The National Labor Relations Board said that it is prepared to proceed with legal action against Walmart for violation of employees’ rights. The NLRB’s announcement came after the federal agency found merit in charges filed on behalf of Walmart employees at multiple stores in 14 states, not including Indiana. The charges claimed the retailer engaged in wrongful discharge and other retaliatory conduct against workers who engaged in legally protected protests, strikes and other concerted activity.
The specific charges against Walmart include claims that the retailer used national news broadcasts and employee communications to threaten workers with adverse employment actions if they participated in strikes and protests in connection with Black Friday sales on Nov. 22, 2012. The charges further allege that the retailer then made good on its threats by disciplining or discharging the employees who engaged in such strikes or protests.
The NLRB said that it will issue complaints against Walmart unless it reaches settlements with the impacted workers.
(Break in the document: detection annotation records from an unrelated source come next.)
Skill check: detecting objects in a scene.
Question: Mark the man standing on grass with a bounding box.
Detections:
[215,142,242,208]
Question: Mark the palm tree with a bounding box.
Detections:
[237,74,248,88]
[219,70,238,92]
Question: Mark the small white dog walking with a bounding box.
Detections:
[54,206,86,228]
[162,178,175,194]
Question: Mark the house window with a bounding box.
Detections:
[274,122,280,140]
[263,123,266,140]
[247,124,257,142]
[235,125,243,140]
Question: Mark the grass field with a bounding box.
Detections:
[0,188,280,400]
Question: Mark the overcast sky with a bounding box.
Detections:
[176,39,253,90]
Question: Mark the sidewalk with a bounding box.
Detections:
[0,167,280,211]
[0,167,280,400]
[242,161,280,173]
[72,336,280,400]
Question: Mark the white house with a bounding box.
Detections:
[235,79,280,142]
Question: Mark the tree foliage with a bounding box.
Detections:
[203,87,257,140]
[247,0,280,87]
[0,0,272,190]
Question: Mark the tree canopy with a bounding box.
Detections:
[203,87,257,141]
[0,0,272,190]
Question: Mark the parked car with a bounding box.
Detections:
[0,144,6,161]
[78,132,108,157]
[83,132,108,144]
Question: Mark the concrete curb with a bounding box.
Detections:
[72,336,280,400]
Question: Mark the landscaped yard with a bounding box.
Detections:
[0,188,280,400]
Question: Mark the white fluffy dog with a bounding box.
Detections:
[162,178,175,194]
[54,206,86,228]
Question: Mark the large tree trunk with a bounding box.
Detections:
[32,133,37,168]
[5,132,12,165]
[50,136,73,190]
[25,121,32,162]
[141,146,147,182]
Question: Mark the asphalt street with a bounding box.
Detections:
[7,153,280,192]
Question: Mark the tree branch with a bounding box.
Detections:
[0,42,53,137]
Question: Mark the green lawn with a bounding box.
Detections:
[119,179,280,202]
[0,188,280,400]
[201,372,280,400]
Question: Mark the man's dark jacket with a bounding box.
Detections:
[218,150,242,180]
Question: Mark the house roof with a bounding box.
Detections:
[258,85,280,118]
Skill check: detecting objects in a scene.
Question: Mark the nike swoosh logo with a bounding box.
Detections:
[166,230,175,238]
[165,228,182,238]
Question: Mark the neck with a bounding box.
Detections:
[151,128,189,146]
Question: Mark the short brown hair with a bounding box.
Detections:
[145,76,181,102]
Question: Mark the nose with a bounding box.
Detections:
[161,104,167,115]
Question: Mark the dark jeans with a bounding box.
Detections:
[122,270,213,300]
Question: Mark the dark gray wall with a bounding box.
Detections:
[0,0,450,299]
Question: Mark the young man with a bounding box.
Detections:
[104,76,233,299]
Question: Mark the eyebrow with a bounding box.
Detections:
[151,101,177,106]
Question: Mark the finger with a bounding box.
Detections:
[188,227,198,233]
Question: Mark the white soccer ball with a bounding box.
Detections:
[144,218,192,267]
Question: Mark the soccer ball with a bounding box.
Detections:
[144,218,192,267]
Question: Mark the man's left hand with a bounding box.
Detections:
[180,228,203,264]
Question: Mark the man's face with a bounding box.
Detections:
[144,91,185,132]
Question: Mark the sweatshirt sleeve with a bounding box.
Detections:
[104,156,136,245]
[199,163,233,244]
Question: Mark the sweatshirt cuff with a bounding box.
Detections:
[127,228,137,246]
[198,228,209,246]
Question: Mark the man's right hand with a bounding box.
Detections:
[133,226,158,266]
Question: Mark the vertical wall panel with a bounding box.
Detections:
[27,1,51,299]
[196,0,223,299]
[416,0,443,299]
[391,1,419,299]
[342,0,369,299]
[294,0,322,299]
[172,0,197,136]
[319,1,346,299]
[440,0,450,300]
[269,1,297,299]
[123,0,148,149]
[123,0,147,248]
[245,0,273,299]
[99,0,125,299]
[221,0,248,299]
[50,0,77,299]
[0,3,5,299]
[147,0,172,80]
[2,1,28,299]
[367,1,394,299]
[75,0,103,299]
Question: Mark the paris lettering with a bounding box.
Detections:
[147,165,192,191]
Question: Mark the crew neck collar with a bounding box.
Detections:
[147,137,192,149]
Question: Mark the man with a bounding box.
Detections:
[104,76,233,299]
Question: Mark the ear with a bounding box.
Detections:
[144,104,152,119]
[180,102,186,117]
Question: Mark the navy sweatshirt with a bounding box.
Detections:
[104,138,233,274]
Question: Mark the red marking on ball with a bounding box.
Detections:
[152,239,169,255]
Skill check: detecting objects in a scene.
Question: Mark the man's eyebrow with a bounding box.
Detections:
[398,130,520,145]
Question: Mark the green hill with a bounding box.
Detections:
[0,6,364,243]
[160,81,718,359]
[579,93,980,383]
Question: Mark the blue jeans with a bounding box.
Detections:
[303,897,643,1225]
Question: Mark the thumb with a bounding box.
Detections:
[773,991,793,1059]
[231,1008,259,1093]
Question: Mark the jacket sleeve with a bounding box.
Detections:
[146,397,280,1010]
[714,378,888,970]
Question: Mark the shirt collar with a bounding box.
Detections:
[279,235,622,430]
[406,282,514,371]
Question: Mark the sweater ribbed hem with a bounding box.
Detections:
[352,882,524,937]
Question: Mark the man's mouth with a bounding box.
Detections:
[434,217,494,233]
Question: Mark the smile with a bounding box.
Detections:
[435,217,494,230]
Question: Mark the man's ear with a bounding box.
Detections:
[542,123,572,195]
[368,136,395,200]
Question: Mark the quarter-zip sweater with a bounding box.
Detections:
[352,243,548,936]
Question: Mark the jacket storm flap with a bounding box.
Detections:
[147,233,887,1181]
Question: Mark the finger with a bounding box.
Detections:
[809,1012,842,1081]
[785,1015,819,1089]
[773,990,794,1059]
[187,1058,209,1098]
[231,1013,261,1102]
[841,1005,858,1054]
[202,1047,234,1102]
In the meantime, the retailer came under more scrutiny this holiday season when it moved up its Black Friday sales to 6 p.m. on Thanksgiving Day, sparking calls for a new round of protests.
The National Labor Relations Act, which is enforced by the NLRB, makes it unlawful for an employer to retaliate against a worker who engages in protected, concerted activity, such as lawful strikes and protests. In order to succeed in a claim of unlawful retaliation, an employee must show that he or she engaged in the lawful activity and suffered adverse action as a result. In defending wrongful discharge cases, employers might claim that they took the adverse action for other, lawful reasons, requiring workers to proffer evidence that the employers’ stated reasons were pretexts for unlawful retaliation. An employment law attorney might help the worker demonstrate the necessary facts to prove illegal conduct.